When you have no money and you need a car, you get SpeakerCar.

M2 sold her last week for $350––less than the price of a new iPhone. For all the nausea and fear that she caused, her passing was an emotional event. This is an ode to SpeakerCar, the ultimate car of the scrappy startup.

***

SpeakerCar was a 1991 Acura Legend. Black with black leather interior, the hood was bashed in from an accident in 2002. The windows don’t roll down and the windshield is cracked. It leaks when it rains. Wadded up newspapers occuppy the joint  above the driver’s seat to seal the hole.

The electrical problems started a few years ago, when M2 drove her into a lake. Yes, a lake. The entire engine compartment was submerged.

Ever since the lake incident, the power steering has been out. Parralell parking was often a two-man exercise.

The lack of power steering impacted wheel alignment, leading to excessive tire balding and frequent flats.

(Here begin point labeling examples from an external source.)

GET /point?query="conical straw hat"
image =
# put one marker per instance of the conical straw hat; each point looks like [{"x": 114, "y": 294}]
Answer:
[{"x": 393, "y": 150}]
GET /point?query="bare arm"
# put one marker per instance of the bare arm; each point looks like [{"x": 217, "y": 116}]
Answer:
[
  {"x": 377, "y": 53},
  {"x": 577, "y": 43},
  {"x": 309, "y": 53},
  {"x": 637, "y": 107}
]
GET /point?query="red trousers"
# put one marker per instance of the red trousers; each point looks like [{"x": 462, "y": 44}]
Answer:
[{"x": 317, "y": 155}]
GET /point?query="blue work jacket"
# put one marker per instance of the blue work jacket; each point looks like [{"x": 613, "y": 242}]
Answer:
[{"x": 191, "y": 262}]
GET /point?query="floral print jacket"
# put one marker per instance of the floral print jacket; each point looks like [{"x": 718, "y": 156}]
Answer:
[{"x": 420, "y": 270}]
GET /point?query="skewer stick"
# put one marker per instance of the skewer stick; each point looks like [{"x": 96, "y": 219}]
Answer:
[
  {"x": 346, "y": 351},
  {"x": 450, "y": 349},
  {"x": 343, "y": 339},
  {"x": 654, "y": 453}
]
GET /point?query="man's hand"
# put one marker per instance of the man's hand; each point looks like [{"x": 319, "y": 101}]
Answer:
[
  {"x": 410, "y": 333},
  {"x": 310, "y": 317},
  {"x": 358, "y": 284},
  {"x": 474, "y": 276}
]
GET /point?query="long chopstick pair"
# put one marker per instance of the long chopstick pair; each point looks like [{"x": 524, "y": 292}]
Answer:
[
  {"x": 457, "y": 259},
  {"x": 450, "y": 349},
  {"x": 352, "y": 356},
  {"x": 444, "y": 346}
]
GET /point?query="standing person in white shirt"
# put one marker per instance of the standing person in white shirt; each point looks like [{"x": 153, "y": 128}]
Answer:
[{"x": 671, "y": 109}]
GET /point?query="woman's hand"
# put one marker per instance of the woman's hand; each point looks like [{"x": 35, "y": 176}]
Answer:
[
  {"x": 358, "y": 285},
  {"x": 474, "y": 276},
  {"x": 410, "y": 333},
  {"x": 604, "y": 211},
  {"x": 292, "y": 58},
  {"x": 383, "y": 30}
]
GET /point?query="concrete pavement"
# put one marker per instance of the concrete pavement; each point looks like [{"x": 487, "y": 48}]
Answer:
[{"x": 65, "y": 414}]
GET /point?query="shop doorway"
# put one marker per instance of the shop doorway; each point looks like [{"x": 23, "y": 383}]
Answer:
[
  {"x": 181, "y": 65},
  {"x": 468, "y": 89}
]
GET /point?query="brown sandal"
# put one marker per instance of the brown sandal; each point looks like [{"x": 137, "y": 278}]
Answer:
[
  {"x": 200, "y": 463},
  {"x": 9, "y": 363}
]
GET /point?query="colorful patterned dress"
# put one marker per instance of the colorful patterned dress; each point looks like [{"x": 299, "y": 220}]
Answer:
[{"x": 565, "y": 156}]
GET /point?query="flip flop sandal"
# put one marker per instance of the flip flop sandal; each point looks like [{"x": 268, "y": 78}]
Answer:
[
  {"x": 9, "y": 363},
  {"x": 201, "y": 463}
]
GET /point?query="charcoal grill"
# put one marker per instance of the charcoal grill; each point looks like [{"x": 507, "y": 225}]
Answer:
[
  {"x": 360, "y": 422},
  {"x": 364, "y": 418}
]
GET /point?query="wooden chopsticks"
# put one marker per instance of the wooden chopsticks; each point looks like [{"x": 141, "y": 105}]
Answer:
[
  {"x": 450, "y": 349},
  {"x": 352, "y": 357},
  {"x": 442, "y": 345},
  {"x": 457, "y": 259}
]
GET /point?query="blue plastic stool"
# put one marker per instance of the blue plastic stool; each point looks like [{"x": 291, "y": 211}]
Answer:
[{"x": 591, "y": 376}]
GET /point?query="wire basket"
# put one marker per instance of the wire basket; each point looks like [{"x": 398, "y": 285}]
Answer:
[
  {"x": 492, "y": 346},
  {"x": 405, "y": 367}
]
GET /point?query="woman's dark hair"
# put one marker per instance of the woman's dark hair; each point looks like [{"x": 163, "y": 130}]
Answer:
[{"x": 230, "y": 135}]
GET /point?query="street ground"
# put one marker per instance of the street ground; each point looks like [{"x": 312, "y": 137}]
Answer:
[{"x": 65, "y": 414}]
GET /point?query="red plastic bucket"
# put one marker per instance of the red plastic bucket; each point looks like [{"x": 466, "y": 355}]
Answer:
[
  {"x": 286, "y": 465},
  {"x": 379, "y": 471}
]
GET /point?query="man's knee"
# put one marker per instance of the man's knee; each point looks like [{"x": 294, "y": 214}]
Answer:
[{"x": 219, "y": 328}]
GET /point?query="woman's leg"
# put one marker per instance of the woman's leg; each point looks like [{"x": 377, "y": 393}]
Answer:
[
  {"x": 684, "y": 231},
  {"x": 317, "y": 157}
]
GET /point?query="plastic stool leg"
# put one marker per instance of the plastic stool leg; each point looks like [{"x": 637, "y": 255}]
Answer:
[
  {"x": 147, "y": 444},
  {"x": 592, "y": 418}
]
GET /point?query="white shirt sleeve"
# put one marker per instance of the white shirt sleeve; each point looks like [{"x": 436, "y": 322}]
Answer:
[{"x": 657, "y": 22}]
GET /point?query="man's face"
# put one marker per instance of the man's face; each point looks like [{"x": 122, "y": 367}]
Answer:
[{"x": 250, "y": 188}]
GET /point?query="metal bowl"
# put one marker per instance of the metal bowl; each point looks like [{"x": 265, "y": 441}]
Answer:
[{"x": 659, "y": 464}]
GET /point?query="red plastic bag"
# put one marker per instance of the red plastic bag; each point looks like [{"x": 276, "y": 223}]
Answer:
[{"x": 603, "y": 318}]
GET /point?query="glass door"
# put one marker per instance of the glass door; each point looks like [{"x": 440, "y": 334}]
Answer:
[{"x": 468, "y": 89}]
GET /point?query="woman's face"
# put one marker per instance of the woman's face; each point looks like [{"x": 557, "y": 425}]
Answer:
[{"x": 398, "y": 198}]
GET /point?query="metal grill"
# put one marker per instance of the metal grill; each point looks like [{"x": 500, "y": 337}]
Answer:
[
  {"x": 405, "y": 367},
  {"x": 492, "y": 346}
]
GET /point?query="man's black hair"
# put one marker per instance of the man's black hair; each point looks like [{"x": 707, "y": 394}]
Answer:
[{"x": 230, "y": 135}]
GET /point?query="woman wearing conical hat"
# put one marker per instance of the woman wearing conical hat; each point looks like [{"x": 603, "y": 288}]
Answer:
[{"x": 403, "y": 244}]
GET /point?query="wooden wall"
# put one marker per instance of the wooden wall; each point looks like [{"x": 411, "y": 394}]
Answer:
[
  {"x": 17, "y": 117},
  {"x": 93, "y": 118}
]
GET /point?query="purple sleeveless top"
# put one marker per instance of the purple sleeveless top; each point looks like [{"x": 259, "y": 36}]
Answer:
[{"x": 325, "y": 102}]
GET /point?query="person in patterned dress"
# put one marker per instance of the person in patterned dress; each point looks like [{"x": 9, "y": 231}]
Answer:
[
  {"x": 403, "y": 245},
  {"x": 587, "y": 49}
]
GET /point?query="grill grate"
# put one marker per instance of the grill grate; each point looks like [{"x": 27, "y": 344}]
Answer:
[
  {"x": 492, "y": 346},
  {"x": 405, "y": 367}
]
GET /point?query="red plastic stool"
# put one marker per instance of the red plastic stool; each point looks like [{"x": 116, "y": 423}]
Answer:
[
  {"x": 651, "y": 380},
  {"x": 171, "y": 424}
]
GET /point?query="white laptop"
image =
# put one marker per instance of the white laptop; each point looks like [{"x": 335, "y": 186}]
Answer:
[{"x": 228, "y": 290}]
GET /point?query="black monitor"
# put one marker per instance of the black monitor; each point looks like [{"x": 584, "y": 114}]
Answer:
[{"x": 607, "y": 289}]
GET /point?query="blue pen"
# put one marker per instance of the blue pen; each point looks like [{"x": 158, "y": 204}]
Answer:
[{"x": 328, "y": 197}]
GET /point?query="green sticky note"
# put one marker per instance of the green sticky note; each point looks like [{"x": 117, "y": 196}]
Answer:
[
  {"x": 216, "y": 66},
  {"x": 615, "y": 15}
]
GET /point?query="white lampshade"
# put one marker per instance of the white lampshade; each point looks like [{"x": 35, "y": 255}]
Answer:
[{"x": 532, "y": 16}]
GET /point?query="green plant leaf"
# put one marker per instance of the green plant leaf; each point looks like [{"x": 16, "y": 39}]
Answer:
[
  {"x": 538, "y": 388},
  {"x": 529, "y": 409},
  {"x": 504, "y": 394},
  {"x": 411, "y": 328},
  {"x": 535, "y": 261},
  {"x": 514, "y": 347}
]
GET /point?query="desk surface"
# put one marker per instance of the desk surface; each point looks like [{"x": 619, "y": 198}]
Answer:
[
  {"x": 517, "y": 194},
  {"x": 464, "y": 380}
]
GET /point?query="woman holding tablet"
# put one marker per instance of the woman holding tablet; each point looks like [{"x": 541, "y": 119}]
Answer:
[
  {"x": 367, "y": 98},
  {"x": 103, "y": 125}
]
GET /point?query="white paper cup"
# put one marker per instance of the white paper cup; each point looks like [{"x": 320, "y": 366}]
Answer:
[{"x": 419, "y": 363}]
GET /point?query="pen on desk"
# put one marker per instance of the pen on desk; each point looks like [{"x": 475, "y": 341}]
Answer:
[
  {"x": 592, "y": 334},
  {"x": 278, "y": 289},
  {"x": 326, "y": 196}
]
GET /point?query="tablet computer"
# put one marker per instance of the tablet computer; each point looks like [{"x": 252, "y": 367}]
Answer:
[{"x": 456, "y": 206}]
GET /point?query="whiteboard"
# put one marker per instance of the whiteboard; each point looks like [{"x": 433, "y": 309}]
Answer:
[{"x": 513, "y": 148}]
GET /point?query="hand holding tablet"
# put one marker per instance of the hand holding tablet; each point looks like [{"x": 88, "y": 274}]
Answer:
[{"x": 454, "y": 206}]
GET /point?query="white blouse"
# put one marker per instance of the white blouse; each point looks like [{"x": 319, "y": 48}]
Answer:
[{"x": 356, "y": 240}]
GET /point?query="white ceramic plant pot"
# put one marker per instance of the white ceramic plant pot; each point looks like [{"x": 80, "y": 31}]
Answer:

On a hot day, SpeakerCar was a nausea-inducing sauna. On the freeway––prone to unexpected power outages and brake lock ups––she was a deathtrap. When Tyler‘s parents saw the car during a visit on the 4th of July, his mom cried. To his parents chagrin, he had turned down job offers from GE and Lockheed-Martin to join SpeakerText, and now here he was driving around in the world’s unsafest car. As a lifelong IBMer from the bourgeois suburbs of Vermont, his mother was distraught.

Environmentalists, too, had much to say, as SpeakerCar burned oil and emitted large clouds of blue smoke at crosswalks and in parking lots. Older women crossing the street would often cough and gag as they passed through the cloud of noxious gas perpetually emitted by SpeakerCar.

But for all her electrical dysfunction and mechanical disrepair, there was something charming about SpeakerCar, something symbolic––something in her that represented us. She embodied defiance (of clean air laws, if nothing else) and relentless, insistent survival in the face of clear and unmistakeably valid excuses to give up, to throw in the towel, get a real fucking job and real fucking car.

And yes, on the 4th of July, we did get one last flat tire. As beautiful, made-up women walked by with their boyfriends, M2 and I jacked up the car and changed the flat, our hands blackened and burning from the heat. And then we got bombed. But she had taken us where we wanted to go.

She was our mascot and we drove her with pride.